Perplexed by the Lucy baseline test's failure, I generated a couple of Lucy images with more tags, then replaced them with Kiwi LoRA at epochs 27 and 30 at the observed strengths. The images turned out quite decent.
Before I leave you with the intriguing image of Kiwi, please be advised that the following illustration, generated by our text-to-image AI, may be considered suggestive or risqué to some viewers. While one could argue about whether AI-generated content constitutes "art," the fact that it evokes a reaction in me makes it worth appreciating. If you're easily offended by such content, I suggest you proceed with caution or skip it altogether. But for those of you who appreciate the captivating side of “visuals”, enjoy this alluring piece.
Here we are, the grand finale. Let's describe the image of , Kiwi, in a tactful manner.

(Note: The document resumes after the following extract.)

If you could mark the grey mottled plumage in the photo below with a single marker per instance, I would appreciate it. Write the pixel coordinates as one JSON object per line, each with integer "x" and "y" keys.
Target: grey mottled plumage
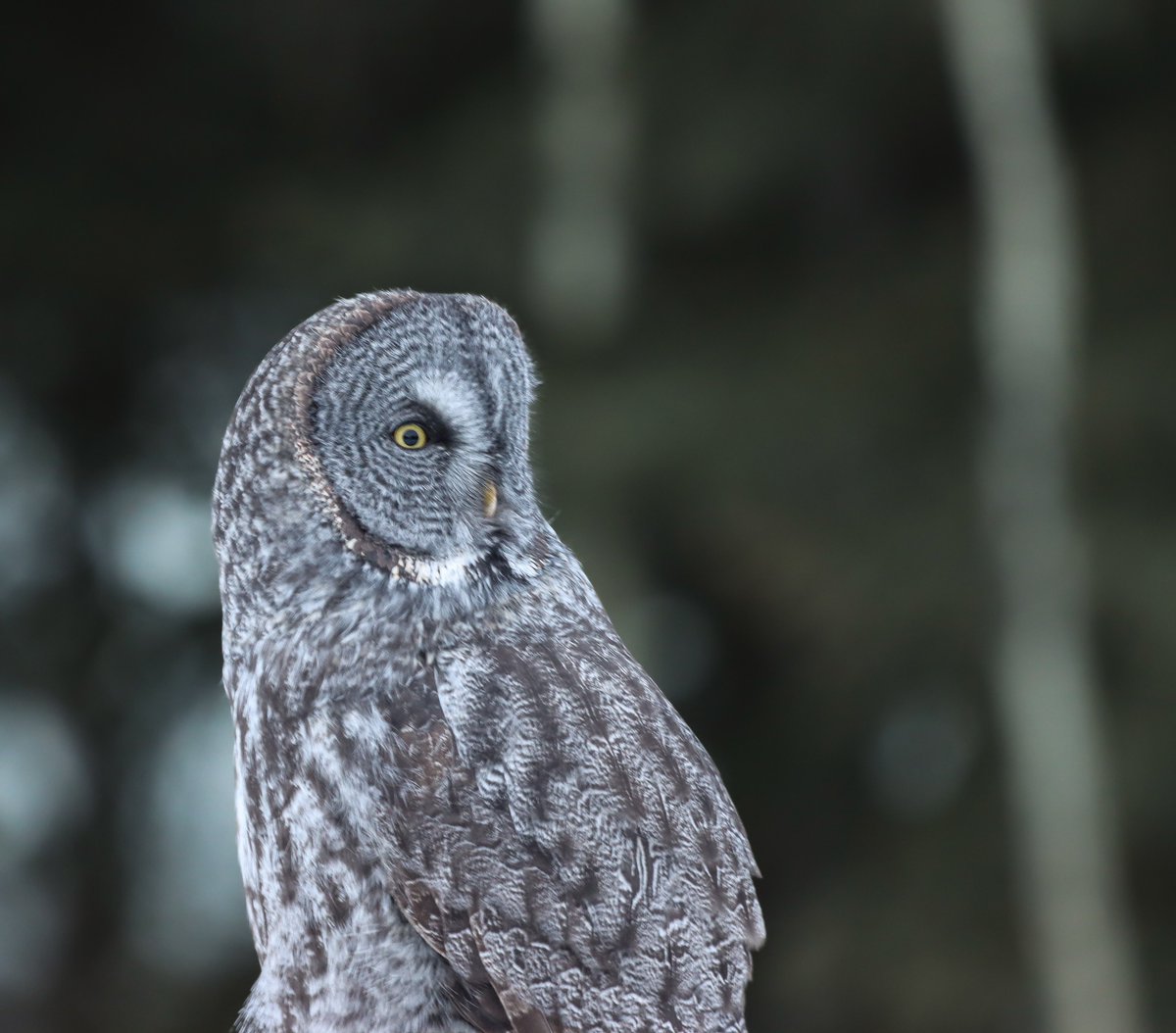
{"x": 463, "y": 805}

At last, I have an image of Kiwi that I'm genuinely pleased with. The shot captures her looking down and to the side, her gaze meeting the viewer's. Her face and hair are well-rendered, and she sports a form-fitting bikini that showcases her ample assets (Although admittedly this does not match her character 100%). The pose, with her hand on her hip, subtly hints at her tattoos. Also her default clothes are there. While it's a suggestive image, it's also undeniably captivating.
However, there are a few minor issues with the clothing and the jacket's odd "folding in" effect. These imperfections can be easily fixed with inpainting or Photoshop, which I might tackle as a personal project.
In conclusion, I hope you've enjoyed this journey of creating and refining the character LoRA of Kiwi, as much as I have. It's been an exciting process, filled with trial and error, and I appreciate you joining me on this adventure. Keep an eye out for future blog posts as we continue to explore and experiment.